Le funambule

Je ne sais pas si un jour j’aurai réussi à faire la paix avec moi-même, mais si cela devait arriver, ce sera uniquement grâce à l’écriture. Aucun secours extérieur, aucun médicament, aucune consolation : seulement écrire. Écrire comme un acte de résistance, comme un tunnel creusé à mains nues dans la roche de la douleur. Une galerie lente, pénible, silencieuse, mais nécessaire.

Écrire est devenu mon bouclier pour éviter de sombrer dans la folie. Quand tout semble s’effondrer, quand l’humeur est brisée par un geste insignifiant, un bruit, un détail quelconque qui réveille l’abîme, c’est l’écriture qui me retient, qui m’ancre.

Je me suis convaincu que pour sortir de la crise, je dois faire un grand effort d’égoïsme. Mais ce n’est peut-être pas vraiment de l’égoïsme : c’est peut-être de l’amour pour ce qui reste de moi. Car c’est justement l’amour qui nous lie à la douleur. Ne pas pouvoir aimer nous fait souffrir. Et la colère, celle qui revient, sert peut-être à protéger ce qui est encore vivant en nous, notre capacité d’aimer, y compris nous-mêmes.
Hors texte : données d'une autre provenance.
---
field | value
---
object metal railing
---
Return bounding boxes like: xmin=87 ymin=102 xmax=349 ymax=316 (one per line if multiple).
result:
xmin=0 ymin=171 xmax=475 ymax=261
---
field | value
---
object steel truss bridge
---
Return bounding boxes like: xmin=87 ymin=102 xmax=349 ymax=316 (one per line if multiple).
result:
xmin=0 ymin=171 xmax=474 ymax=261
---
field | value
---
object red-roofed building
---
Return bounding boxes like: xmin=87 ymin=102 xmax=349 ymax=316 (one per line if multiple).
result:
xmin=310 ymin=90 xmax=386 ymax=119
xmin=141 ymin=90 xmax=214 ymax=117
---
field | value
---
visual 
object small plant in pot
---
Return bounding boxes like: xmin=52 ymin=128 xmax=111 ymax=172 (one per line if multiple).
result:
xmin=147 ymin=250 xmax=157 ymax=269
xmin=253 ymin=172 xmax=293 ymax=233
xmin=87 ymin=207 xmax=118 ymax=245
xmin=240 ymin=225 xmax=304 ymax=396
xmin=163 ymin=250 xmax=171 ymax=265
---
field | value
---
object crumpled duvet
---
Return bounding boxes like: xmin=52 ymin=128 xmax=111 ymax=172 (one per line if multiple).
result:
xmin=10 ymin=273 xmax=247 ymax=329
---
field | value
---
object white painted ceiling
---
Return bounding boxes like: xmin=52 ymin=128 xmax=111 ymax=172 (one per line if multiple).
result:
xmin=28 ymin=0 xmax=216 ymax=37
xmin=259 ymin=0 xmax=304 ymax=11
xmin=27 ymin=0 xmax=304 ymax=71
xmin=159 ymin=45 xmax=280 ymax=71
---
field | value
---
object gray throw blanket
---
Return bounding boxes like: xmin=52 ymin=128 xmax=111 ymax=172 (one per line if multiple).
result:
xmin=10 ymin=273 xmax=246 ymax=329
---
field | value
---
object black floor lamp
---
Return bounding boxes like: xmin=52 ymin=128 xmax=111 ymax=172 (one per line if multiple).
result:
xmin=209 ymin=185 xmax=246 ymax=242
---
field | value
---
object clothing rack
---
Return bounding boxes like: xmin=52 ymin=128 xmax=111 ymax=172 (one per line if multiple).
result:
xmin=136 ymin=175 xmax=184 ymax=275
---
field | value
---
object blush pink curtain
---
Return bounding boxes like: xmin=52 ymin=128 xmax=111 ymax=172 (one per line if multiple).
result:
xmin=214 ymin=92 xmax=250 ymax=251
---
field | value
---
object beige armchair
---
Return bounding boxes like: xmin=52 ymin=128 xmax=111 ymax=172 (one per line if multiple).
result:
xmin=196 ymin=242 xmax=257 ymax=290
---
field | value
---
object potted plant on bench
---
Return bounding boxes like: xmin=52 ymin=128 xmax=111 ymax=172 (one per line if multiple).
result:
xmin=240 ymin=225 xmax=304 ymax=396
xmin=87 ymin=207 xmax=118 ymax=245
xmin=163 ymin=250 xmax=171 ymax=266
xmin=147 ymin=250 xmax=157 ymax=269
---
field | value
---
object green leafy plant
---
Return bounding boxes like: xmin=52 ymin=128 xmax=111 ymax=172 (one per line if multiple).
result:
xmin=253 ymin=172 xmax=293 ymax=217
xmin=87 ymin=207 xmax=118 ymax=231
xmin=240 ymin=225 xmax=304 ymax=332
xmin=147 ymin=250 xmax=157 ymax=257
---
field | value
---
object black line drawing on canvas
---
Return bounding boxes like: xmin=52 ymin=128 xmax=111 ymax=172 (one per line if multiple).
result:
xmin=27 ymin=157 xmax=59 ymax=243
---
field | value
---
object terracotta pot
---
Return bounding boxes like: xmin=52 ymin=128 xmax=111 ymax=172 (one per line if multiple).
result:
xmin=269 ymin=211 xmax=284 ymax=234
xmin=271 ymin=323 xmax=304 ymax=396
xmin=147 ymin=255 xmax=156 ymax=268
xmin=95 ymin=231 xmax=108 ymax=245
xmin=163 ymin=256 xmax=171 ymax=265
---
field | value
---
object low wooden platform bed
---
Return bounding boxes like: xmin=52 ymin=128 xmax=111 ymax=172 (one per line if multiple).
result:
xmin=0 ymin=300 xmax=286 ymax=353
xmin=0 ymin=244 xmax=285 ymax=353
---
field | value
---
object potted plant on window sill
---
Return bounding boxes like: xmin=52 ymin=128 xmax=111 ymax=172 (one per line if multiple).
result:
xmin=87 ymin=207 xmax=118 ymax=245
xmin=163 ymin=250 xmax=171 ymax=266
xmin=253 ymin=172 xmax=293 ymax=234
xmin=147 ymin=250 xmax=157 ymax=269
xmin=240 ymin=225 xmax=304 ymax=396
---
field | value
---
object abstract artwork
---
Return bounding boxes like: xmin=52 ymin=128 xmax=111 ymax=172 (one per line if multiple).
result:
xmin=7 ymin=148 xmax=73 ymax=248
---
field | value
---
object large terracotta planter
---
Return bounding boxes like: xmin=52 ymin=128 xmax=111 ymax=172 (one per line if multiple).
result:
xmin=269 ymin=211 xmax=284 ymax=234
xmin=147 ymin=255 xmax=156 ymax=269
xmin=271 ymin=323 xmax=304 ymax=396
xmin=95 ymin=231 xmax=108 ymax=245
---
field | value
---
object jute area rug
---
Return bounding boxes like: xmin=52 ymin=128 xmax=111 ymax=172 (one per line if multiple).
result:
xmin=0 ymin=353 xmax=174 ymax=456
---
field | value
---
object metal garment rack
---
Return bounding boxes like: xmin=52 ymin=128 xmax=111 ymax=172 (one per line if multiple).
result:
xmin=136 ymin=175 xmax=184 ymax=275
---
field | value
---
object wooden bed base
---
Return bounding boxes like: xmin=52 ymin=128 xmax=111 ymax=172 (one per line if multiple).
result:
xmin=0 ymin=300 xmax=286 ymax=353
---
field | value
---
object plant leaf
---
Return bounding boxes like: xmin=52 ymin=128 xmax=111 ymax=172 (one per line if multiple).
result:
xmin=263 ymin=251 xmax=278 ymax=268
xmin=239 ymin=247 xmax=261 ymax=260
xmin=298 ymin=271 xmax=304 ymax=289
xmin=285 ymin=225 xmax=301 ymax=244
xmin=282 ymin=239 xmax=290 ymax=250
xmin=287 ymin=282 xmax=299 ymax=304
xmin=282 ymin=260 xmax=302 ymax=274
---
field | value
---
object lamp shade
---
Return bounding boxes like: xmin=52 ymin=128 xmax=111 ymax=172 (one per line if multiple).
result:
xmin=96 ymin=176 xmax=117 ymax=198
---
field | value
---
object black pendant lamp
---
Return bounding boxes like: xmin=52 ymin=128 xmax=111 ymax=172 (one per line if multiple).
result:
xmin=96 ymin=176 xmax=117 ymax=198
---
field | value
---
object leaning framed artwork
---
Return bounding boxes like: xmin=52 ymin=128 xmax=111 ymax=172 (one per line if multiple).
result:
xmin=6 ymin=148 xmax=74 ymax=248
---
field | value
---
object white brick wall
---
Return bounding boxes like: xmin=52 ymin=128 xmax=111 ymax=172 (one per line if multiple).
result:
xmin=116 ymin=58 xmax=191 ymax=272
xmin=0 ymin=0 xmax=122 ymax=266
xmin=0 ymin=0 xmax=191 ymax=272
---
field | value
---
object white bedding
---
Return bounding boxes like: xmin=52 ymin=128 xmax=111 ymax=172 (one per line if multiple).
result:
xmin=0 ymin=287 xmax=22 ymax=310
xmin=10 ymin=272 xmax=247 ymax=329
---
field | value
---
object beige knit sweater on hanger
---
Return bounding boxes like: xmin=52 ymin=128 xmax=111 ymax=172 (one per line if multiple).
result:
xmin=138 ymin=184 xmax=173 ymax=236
Marcher dans cet état, c’est comme un exercice de funambulisme. Il ne faut pas se demander où l’on va. Il faut simplement continuer à marcher sur le fil tendu, sans se retourner, sans poser de questions qui font vaciller. Il suffit d’une pensée, d’un regard vers le vide, et l’on risque de tomber.

Ma démarche n’est pas assurée. Trop à la merci des événements, trop de variables hors de mon contrôle. Même lorsque je sens mon pas plus ferme, le risque de tomber est toujours là, prêt à ressurgir. Il suffit d’un souffle de vent, et tant d’efforts semblent anéantis.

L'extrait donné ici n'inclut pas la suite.